JM: That’s great. Are there any you want to mention specifically, for us to keep an eye out for?

TR: There’s a guy named Brendan Cleary, who I think is terrific. I’m thinking I might actually take him on the road with me. I got him his first headline gig in Portsmouth, New Hampshire. He was so excited. He never headlined a show before. He always played in bars where people are asking you to not be so loud, because they’re trying to have a conversation and, you know, playing covers, playing everybody’s hits, maybe throw in a song of your own once in a while. And he got to do a whole evening of his own songs and knocked it out of the park. He got multiple standing ovations. Brendon Cleary is really good.

And I just ran into a young woman named Renee Levesque, who I think is as good as anybody I’ve ever heard. And she also has been playing bars.

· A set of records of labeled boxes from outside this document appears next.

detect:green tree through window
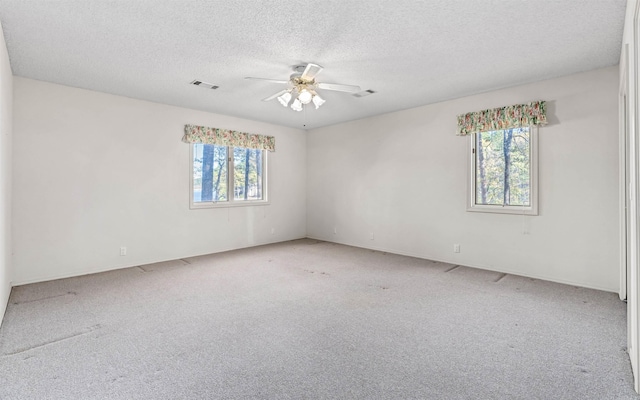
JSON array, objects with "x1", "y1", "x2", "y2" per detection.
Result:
[{"x1": 471, "y1": 127, "x2": 535, "y2": 212}]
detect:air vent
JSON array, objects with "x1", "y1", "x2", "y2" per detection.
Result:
[
  {"x1": 191, "y1": 80, "x2": 220, "y2": 89},
  {"x1": 353, "y1": 89, "x2": 375, "y2": 97}
]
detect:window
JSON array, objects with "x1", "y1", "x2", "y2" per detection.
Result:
[
  {"x1": 191, "y1": 143, "x2": 267, "y2": 208},
  {"x1": 467, "y1": 127, "x2": 538, "y2": 215}
]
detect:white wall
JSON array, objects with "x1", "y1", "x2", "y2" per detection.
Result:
[
  {"x1": 13, "y1": 77, "x2": 306, "y2": 284},
  {"x1": 307, "y1": 67, "x2": 619, "y2": 291},
  {"x1": 0, "y1": 23, "x2": 13, "y2": 324}
]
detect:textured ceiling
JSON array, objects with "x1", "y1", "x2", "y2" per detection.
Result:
[{"x1": 0, "y1": 0, "x2": 626, "y2": 129}]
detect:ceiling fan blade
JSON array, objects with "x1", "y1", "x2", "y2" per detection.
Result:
[
  {"x1": 301, "y1": 63, "x2": 324, "y2": 81},
  {"x1": 244, "y1": 76, "x2": 289, "y2": 83},
  {"x1": 262, "y1": 89, "x2": 288, "y2": 101},
  {"x1": 316, "y1": 83, "x2": 360, "y2": 93}
]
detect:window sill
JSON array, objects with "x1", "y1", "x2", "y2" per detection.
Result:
[
  {"x1": 467, "y1": 205, "x2": 538, "y2": 215},
  {"x1": 189, "y1": 200, "x2": 270, "y2": 210}
]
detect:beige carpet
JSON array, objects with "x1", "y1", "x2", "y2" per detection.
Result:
[{"x1": 0, "y1": 240, "x2": 638, "y2": 399}]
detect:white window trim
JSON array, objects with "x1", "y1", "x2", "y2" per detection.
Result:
[
  {"x1": 467, "y1": 126, "x2": 538, "y2": 215},
  {"x1": 189, "y1": 143, "x2": 270, "y2": 210}
]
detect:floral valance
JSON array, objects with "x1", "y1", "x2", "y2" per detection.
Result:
[
  {"x1": 182, "y1": 125, "x2": 276, "y2": 151},
  {"x1": 456, "y1": 101, "x2": 547, "y2": 136}
]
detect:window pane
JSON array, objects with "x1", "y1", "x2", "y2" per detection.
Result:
[
  {"x1": 233, "y1": 147, "x2": 263, "y2": 200},
  {"x1": 475, "y1": 128, "x2": 531, "y2": 206},
  {"x1": 193, "y1": 143, "x2": 228, "y2": 203}
]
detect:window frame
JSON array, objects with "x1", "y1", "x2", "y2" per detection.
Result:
[
  {"x1": 189, "y1": 143, "x2": 270, "y2": 210},
  {"x1": 467, "y1": 126, "x2": 539, "y2": 215}
]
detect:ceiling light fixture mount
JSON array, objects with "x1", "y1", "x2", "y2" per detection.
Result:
[{"x1": 245, "y1": 63, "x2": 360, "y2": 111}]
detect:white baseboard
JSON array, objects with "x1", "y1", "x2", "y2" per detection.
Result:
[{"x1": 307, "y1": 236, "x2": 618, "y2": 293}]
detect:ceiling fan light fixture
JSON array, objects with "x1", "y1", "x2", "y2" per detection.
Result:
[
  {"x1": 312, "y1": 94, "x2": 326, "y2": 110},
  {"x1": 278, "y1": 92, "x2": 291, "y2": 107},
  {"x1": 291, "y1": 98, "x2": 302, "y2": 111},
  {"x1": 298, "y1": 89, "x2": 313, "y2": 104}
]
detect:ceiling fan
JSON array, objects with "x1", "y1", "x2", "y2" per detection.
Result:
[{"x1": 245, "y1": 63, "x2": 360, "y2": 111}]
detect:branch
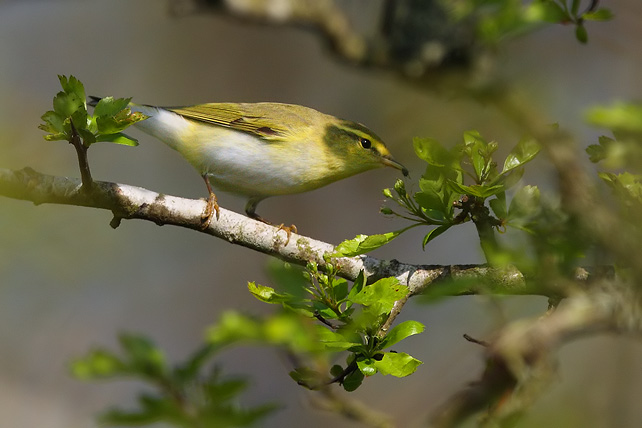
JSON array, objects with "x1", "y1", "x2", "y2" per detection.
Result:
[
  {"x1": 430, "y1": 280, "x2": 642, "y2": 428},
  {"x1": 0, "y1": 168, "x2": 537, "y2": 298}
]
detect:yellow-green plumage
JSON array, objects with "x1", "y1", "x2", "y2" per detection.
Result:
[{"x1": 97, "y1": 99, "x2": 407, "y2": 222}]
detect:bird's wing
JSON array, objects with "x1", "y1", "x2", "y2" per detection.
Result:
[{"x1": 167, "y1": 103, "x2": 302, "y2": 141}]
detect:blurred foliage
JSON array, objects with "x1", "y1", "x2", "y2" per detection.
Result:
[{"x1": 71, "y1": 334, "x2": 277, "y2": 428}]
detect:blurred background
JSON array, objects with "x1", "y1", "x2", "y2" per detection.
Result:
[{"x1": 0, "y1": 0, "x2": 642, "y2": 428}]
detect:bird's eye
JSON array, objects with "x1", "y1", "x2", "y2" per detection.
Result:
[{"x1": 359, "y1": 138, "x2": 372, "y2": 149}]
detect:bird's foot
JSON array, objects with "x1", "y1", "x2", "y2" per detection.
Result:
[
  {"x1": 277, "y1": 223, "x2": 297, "y2": 245},
  {"x1": 201, "y1": 193, "x2": 221, "y2": 230}
]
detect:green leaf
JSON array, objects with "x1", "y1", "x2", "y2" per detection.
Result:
[
  {"x1": 582, "y1": 8, "x2": 613, "y2": 21},
  {"x1": 247, "y1": 281, "x2": 293, "y2": 303},
  {"x1": 316, "y1": 325, "x2": 361, "y2": 352},
  {"x1": 502, "y1": 138, "x2": 541, "y2": 174},
  {"x1": 58, "y1": 75, "x2": 87, "y2": 104},
  {"x1": 96, "y1": 132, "x2": 138, "y2": 147},
  {"x1": 575, "y1": 22, "x2": 588, "y2": 43},
  {"x1": 507, "y1": 186, "x2": 540, "y2": 223},
  {"x1": 118, "y1": 334, "x2": 167, "y2": 376},
  {"x1": 332, "y1": 231, "x2": 401, "y2": 257},
  {"x1": 70, "y1": 349, "x2": 126, "y2": 380},
  {"x1": 586, "y1": 102, "x2": 642, "y2": 134},
  {"x1": 352, "y1": 277, "x2": 408, "y2": 313},
  {"x1": 342, "y1": 370, "x2": 365, "y2": 392},
  {"x1": 412, "y1": 138, "x2": 455, "y2": 167},
  {"x1": 206, "y1": 311, "x2": 261, "y2": 345},
  {"x1": 488, "y1": 192, "x2": 508, "y2": 218},
  {"x1": 374, "y1": 352, "x2": 423, "y2": 377},
  {"x1": 464, "y1": 131, "x2": 490, "y2": 183},
  {"x1": 357, "y1": 358, "x2": 377, "y2": 376},
  {"x1": 525, "y1": 1, "x2": 568, "y2": 24},
  {"x1": 94, "y1": 97, "x2": 132, "y2": 117},
  {"x1": 448, "y1": 181, "x2": 504, "y2": 199},
  {"x1": 53, "y1": 92, "x2": 85, "y2": 119},
  {"x1": 379, "y1": 320, "x2": 425, "y2": 349}
]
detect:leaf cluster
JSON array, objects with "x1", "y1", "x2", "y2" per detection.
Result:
[
  {"x1": 586, "y1": 102, "x2": 642, "y2": 212},
  {"x1": 244, "y1": 263, "x2": 424, "y2": 391},
  {"x1": 334, "y1": 131, "x2": 540, "y2": 257},
  {"x1": 38, "y1": 76, "x2": 147, "y2": 147},
  {"x1": 71, "y1": 334, "x2": 276, "y2": 428},
  {"x1": 462, "y1": 0, "x2": 613, "y2": 44}
]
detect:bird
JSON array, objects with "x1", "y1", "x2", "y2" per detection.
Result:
[{"x1": 89, "y1": 96, "x2": 408, "y2": 237}]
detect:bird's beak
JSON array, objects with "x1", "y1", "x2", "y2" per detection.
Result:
[{"x1": 383, "y1": 157, "x2": 408, "y2": 177}]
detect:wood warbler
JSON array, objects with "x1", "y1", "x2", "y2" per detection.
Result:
[{"x1": 89, "y1": 97, "x2": 408, "y2": 232}]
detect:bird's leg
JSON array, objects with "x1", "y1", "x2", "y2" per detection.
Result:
[
  {"x1": 201, "y1": 174, "x2": 221, "y2": 229},
  {"x1": 245, "y1": 199, "x2": 297, "y2": 245}
]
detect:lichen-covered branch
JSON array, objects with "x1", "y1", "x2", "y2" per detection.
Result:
[
  {"x1": 430, "y1": 278, "x2": 642, "y2": 428},
  {"x1": 0, "y1": 168, "x2": 537, "y2": 300}
]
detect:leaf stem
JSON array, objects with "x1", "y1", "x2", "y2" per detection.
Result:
[{"x1": 69, "y1": 120, "x2": 94, "y2": 191}]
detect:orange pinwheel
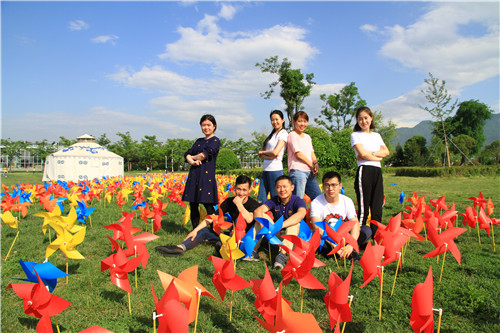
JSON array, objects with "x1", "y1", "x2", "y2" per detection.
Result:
[
  {"x1": 254, "y1": 283, "x2": 322, "y2": 333},
  {"x1": 323, "y1": 265, "x2": 352, "y2": 332},
  {"x1": 7, "y1": 271, "x2": 71, "y2": 332},
  {"x1": 157, "y1": 265, "x2": 217, "y2": 323}
]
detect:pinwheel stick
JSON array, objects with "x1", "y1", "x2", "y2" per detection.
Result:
[
  {"x1": 439, "y1": 243, "x2": 448, "y2": 283},
  {"x1": 342, "y1": 295, "x2": 354, "y2": 333},
  {"x1": 4, "y1": 229, "x2": 19, "y2": 261},
  {"x1": 194, "y1": 286, "x2": 201, "y2": 333},
  {"x1": 391, "y1": 252, "x2": 401, "y2": 297},
  {"x1": 378, "y1": 266, "x2": 384, "y2": 320},
  {"x1": 432, "y1": 309, "x2": 443, "y2": 333}
]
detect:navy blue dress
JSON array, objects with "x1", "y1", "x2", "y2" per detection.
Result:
[{"x1": 182, "y1": 136, "x2": 220, "y2": 205}]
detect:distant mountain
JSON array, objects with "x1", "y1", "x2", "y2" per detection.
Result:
[{"x1": 392, "y1": 113, "x2": 500, "y2": 146}]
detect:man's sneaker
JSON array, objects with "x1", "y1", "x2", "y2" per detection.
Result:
[
  {"x1": 241, "y1": 250, "x2": 260, "y2": 261},
  {"x1": 273, "y1": 252, "x2": 288, "y2": 270},
  {"x1": 155, "y1": 245, "x2": 184, "y2": 257},
  {"x1": 351, "y1": 250, "x2": 361, "y2": 264}
]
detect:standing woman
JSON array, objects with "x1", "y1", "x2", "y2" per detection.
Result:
[
  {"x1": 351, "y1": 106, "x2": 389, "y2": 237},
  {"x1": 287, "y1": 111, "x2": 321, "y2": 201},
  {"x1": 182, "y1": 114, "x2": 220, "y2": 229},
  {"x1": 257, "y1": 110, "x2": 288, "y2": 203}
]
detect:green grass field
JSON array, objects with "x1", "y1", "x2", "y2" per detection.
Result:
[{"x1": 1, "y1": 173, "x2": 500, "y2": 333}]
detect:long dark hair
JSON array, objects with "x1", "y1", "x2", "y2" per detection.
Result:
[
  {"x1": 200, "y1": 114, "x2": 217, "y2": 132},
  {"x1": 354, "y1": 106, "x2": 375, "y2": 132},
  {"x1": 262, "y1": 110, "x2": 285, "y2": 150}
]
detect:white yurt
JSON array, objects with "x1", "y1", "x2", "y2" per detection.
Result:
[{"x1": 43, "y1": 134, "x2": 123, "y2": 183}]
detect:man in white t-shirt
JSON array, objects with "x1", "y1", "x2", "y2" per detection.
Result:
[{"x1": 310, "y1": 171, "x2": 371, "y2": 262}]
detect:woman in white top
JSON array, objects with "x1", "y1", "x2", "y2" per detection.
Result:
[
  {"x1": 257, "y1": 110, "x2": 288, "y2": 203},
  {"x1": 351, "y1": 106, "x2": 389, "y2": 237}
]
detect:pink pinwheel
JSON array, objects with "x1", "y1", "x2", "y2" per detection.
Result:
[
  {"x1": 151, "y1": 282, "x2": 190, "y2": 333},
  {"x1": 250, "y1": 263, "x2": 290, "y2": 324},
  {"x1": 101, "y1": 236, "x2": 142, "y2": 294},
  {"x1": 410, "y1": 266, "x2": 434, "y2": 333},
  {"x1": 254, "y1": 283, "x2": 322, "y2": 333},
  {"x1": 424, "y1": 227, "x2": 467, "y2": 265},
  {"x1": 359, "y1": 243, "x2": 384, "y2": 288},
  {"x1": 7, "y1": 271, "x2": 71, "y2": 332},
  {"x1": 157, "y1": 265, "x2": 217, "y2": 323},
  {"x1": 323, "y1": 266, "x2": 352, "y2": 332},
  {"x1": 208, "y1": 256, "x2": 250, "y2": 300}
]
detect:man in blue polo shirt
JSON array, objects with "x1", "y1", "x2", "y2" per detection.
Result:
[{"x1": 254, "y1": 175, "x2": 306, "y2": 269}]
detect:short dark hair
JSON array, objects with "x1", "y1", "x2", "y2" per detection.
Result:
[
  {"x1": 236, "y1": 175, "x2": 252, "y2": 187},
  {"x1": 200, "y1": 114, "x2": 217, "y2": 132},
  {"x1": 274, "y1": 175, "x2": 293, "y2": 186},
  {"x1": 322, "y1": 171, "x2": 342, "y2": 183}
]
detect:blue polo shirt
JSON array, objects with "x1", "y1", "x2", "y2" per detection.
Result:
[{"x1": 264, "y1": 194, "x2": 306, "y2": 221}]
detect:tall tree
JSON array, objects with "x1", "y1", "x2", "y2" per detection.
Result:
[
  {"x1": 255, "y1": 56, "x2": 316, "y2": 129},
  {"x1": 419, "y1": 73, "x2": 458, "y2": 167},
  {"x1": 314, "y1": 82, "x2": 366, "y2": 133}
]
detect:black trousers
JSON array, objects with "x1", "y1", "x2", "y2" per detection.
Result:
[
  {"x1": 354, "y1": 165, "x2": 384, "y2": 237},
  {"x1": 189, "y1": 202, "x2": 215, "y2": 230}
]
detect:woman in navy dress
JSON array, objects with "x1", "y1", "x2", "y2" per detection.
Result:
[{"x1": 182, "y1": 114, "x2": 220, "y2": 229}]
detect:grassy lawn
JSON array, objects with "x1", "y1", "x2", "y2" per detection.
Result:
[{"x1": 1, "y1": 172, "x2": 500, "y2": 333}]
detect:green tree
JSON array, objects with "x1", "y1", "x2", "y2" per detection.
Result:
[
  {"x1": 403, "y1": 135, "x2": 429, "y2": 166},
  {"x1": 108, "y1": 131, "x2": 138, "y2": 171},
  {"x1": 1, "y1": 138, "x2": 28, "y2": 170},
  {"x1": 479, "y1": 140, "x2": 500, "y2": 164},
  {"x1": 255, "y1": 56, "x2": 316, "y2": 129},
  {"x1": 314, "y1": 82, "x2": 366, "y2": 133},
  {"x1": 419, "y1": 73, "x2": 457, "y2": 167},
  {"x1": 453, "y1": 99, "x2": 492, "y2": 153},
  {"x1": 216, "y1": 148, "x2": 241, "y2": 171}
]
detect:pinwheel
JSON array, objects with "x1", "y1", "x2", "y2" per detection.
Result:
[
  {"x1": 323, "y1": 265, "x2": 352, "y2": 332},
  {"x1": 14, "y1": 260, "x2": 68, "y2": 292},
  {"x1": 157, "y1": 265, "x2": 217, "y2": 326},
  {"x1": 208, "y1": 256, "x2": 250, "y2": 321},
  {"x1": 0, "y1": 210, "x2": 19, "y2": 261},
  {"x1": 254, "y1": 283, "x2": 322, "y2": 333},
  {"x1": 359, "y1": 243, "x2": 384, "y2": 320},
  {"x1": 410, "y1": 266, "x2": 442, "y2": 333},
  {"x1": 219, "y1": 234, "x2": 245, "y2": 260},
  {"x1": 250, "y1": 263, "x2": 290, "y2": 324},
  {"x1": 424, "y1": 222, "x2": 467, "y2": 282},
  {"x1": 151, "y1": 282, "x2": 190, "y2": 333},
  {"x1": 7, "y1": 271, "x2": 71, "y2": 332}
]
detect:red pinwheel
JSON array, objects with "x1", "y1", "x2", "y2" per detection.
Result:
[
  {"x1": 254, "y1": 283, "x2": 322, "y2": 333},
  {"x1": 151, "y1": 283, "x2": 189, "y2": 333},
  {"x1": 359, "y1": 243, "x2": 384, "y2": 288},
  {"x1": 281, "y1": 230, "x2": 325, "y2": 289},
  {"x1": 208, "y1": 256, "x2": 250, "y2": 300},
  {"x1": 250, "y1": 263, "x2": 290, "y2": 324},
  {"x1": 157, "y1": 265, "x2": 217, "y2": 323},
  {"x1": 7, "y1": 271, "x2": 71, "y2": 332},
  {"x1": 410, "y1": 266, "x2": 434, "y2": 333},
  {"x1": 323, "y1": 265, "x2": 352, "y2": 332},
  {"x1": 101, "y1": 236, "x2": 142, "y2": 294}
]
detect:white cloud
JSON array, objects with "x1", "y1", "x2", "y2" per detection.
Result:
[
  {"x1": 91, "y1": 35, "x2": 119, "y2": 45},
  {"x1": 69, "y1": 20, "x2": 89, "y2": 31}
]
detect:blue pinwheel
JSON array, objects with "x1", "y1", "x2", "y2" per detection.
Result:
[
  {"x1": 75, "y1": 200, "x2": 95, "y2": 223},
  {"x1": 255, "y1": 216, "x2": 283, "y2": 245},
  {"x1": 299, "y1": 220, "x2": 312, "y2": 242},
  {"x1": 13, "y1": 260, "x2": 68, "y2": 292}
]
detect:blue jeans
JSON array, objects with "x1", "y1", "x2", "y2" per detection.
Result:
[
  {"x1": 289, "y1": 170, "x2": 321, "y2": 201},
  {"x1": 181, "y1": 228, "x2": 220, "y2": 251},
  {"x1": 257, "y1": 170, "x2": 283, "y2": 203}
]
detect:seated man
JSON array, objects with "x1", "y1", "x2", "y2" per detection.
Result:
[
  {"x1": 310, "y1": 171, "x2": 371, "y2": 262},
  {"x1": 155, "y1": 175, "x2": 259, "y2": 257},
  {"x1": 254, "y1": 175, "x2": 306, "y2": 269}
]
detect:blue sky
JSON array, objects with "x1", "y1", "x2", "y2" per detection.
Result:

Sign up for Rockport Sundays folks! It’s cheap, and it’s really fun. And go to tomrush.com, click on shows, and there’ll be a drop down menu that’ll take you right to the ticket page for the Lobero. And also you can check out Rockport Sundays, to see if you’re interested.

JM: Here’s a crazy idea. How about getting these great young songwriters and do an album with their songs, maybe duets, kind of like what you did with Joni, Jackson, and James?

TR: It’s a brilliant idea and I’ve already had it. [both laugh] I’m thinking there’s enough really good songs there that I could actually do. I mean, I hear songs that are that I think are brilliant, but I have no interest in doing them myself. But then there’s others that I think, yeah I could do that.

My technique is when I learn a song from somebody else, I learn it and then I don’t listen to the original again. The idea is the song will drift off from its moorings and become my version over time. It won’t be the same as the songwriter’s version. Which I think is okay.

JM: It’s good for the audience, too, because then we have more than one version that we can listen to.


TR: A good example – it’s not on the latest album, I think it’s on the previous one – I recorded “Drift Away”, the Dobie Gray hit, with just just a solo guitar and a cello. It’s a very different song. There’s a really sad song in there. It starts out with “Day after day I’m more confused”. There’s a really sad song underneath all those screaming guitars and saxophones and drum solos and stuff on the Dobie Gray version.

JM: I’ll check that out. That sounds interesting. My last question for you, and this is just because today is Halloween, do you have any Halloween memories that you’re willing to share, maybe from your childhood or gigs you did on Halloween or anything?

TR: I remember I was living in New Hampshire, and my kids were Halloween age, and they got all they got all gussied up and went out with their friends to Trick or Treat. I got my hair dyed green in spikes, and my mustache was purple, and I put on a tuxedo. Oh, and my fingernails were purple. And I was hanging out with the kids in downtown, wherever it was, and I thought, you know, I need a beer. I went into the bar to get a beer, and this woman comes running up and says, “Aren’t you Tom Rush?” [both laugh] What do I have to do?